Magical creatures or not, Melina’s gentle-spirited illustrations drew us in with little effort, often with a story waiting to unfold. Join us as we find out a little bit more about the artist behind these whimsical pieces.
Where do you draw inspiration from?
The small, simple things of my surroundings catch my attention the most and inspire me in many ways. My walks back home never end without a new idea for an illustration or feeling energised to create.
How did you develop this keen sense of observation?
I lived at the edge of a little town at the countryside, and the meadows and forests in our area were our only playgrounds, so we had to make the most of the little things that were offered to us.

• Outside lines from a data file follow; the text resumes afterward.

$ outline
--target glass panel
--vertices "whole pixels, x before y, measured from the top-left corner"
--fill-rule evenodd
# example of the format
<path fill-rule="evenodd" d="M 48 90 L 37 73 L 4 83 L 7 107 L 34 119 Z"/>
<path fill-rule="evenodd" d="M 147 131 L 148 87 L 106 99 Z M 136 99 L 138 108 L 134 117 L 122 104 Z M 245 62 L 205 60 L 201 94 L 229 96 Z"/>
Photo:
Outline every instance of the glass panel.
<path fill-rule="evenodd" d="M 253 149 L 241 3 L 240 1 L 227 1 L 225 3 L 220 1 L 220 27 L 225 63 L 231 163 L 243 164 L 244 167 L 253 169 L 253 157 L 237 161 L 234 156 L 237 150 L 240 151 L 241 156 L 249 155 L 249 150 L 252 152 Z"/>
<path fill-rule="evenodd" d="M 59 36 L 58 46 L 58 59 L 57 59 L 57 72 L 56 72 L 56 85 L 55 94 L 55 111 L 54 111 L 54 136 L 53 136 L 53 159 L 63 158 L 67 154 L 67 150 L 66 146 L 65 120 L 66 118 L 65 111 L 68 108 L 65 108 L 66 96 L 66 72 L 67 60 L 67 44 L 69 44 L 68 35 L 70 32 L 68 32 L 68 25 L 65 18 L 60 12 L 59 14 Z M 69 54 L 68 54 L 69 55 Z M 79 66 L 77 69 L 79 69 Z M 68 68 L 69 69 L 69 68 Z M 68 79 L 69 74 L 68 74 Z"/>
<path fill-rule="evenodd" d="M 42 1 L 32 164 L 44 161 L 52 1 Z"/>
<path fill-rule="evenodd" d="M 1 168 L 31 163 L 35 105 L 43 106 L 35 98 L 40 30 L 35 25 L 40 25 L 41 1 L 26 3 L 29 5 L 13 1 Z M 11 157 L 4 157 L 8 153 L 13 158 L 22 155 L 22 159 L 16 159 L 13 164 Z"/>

What mediums do you prefer to use?
As much as I love my graphite and coloured pencils, especially the soft ones, I can’t leave my fingers off gouache paints and wax crayons. I really enjoy how all these different mediums interact with each other on different layers! The biggest struggle for me while working with them? Smudging. We all know it.
How would you describe the Mossery Sketchbook to others?
It’s perfect for people who enjoy working with paints on the go, in a park, cafés, and travels! The cover protects your drawings, it has a lot of space for scribbles, doodles, ideas, and offers paper that’s perfect for fiddling with mediums of all kind.
Tell us about your creative process—what is it like from start to finish?
I usually start by trying out different compositions with graphite on paper. Then I take a photo, edit it digitally, transfer it on paper, and start colouring it.
What is your earliest memory of creating art?
When I was three, I really enjoyed drawing chubby ponies, princesses, and castles on my father’s cutting mat on his desk. He sure was delighted.
Do you believe in talent? Why?
I don’t believe in talent, but in passion and dedication.
How do you handle criticism, and what are some of the toughest challenges you've encountered?
I am always thankful for constructive criticism since my own eyes can’t always see what others can. The toughest challenge in my artistic career is making the people around me take me and my job seriously.
How did you do that?
It was tough, and just ignoring the people around me was even tougher. I didn’t really give them any choice but to accept the path I had taken.
What’s one of the best advice you’ve ever received in life?
Live and learn!
In return, what advice would you give to your younger self?
Do not worry about the things you do not have under control.
If you’re given only one word to describe yourself, what word would it be?
Tell us a secret.
Back when I was in school, I would sometimes leave my class for a bit to play the piano in our exam hall.